Let $$N(\mathbf{r}):=\bigcup_{n\in\mathbb{N}}\left\{y\ |\ (\exists g)(\exists a)(g\in F(I)\land a\in\left(\bigcup\left\{r_j,r_j^{-1}\right\}\right)^{[1,n]}\land y=\prod_{i=1}^nga_ig^{-1})\right\};$$ in other words, $N(\mathbf{r})$ is the normal subgroup of $F(I)$ generated by the $r_j$. Let $\pi:F(I)\rightarrow F(I)/N(\mathbf{r})$ be the canonical homomorphism.
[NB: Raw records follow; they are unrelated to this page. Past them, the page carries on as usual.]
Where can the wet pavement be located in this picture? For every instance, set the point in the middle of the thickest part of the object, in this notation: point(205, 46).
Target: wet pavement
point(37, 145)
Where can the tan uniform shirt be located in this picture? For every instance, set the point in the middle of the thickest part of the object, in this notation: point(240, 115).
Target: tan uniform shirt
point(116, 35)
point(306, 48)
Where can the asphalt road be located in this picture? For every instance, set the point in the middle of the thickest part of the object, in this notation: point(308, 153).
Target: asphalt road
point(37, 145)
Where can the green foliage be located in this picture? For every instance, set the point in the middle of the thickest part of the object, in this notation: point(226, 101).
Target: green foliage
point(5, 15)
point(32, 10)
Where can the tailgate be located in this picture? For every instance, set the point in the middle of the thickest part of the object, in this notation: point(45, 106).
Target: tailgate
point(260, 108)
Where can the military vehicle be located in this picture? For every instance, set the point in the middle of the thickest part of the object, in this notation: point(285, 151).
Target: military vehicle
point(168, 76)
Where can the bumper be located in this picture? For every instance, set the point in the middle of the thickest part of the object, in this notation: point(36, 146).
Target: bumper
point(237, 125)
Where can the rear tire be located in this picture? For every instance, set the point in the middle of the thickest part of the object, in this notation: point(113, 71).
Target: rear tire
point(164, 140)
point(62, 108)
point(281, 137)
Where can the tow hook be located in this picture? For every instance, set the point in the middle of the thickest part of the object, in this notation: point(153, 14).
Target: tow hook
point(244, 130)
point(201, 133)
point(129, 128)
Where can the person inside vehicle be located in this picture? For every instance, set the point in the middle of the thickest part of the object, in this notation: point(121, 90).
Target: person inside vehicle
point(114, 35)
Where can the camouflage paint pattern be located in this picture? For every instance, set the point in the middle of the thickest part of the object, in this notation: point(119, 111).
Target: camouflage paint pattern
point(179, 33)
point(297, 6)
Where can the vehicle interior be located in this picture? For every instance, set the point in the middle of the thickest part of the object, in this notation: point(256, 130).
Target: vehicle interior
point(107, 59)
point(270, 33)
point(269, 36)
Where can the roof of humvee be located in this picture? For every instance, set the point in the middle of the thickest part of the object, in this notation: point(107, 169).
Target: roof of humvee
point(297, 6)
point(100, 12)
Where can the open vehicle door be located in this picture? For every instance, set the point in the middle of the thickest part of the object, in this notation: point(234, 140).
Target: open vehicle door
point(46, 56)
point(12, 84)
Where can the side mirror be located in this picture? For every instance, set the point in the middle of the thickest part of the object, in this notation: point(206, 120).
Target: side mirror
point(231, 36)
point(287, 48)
For $i\in I$ let $\tau_i=\pi(\phi_i(1))$. Then $(\tau_i)_{i\in I}$ is a family of elements of $F(I)/N(\mathbf{r})$. Then the group $F(I)/N(\mathbf{r})$ is defined by the generators $\tau_i$ and the relators $r_j$.
Now, suppose $I=[1,n]$ and $J=[1,m]$. Let $r_j=u_j^{-1}v_j$ for $u_j,v_j\in F(I)$ and $j\in J$. Then we say that $F(I)/N(\mathbf{r})$ is defined by the presentation $$\langle\tau_1,\ldots,\tau_n;u_1=v_1,\ldots,u_m=v_m\rangle.$$
I don't understand why we write $u_j=v_j$ ($j\in J$) in the symbol above? Isn't it rather the case that the equivalence classes of $u_j,v_j$ are equal: i.e. $\pi(u_j)=\pi(v_j)$?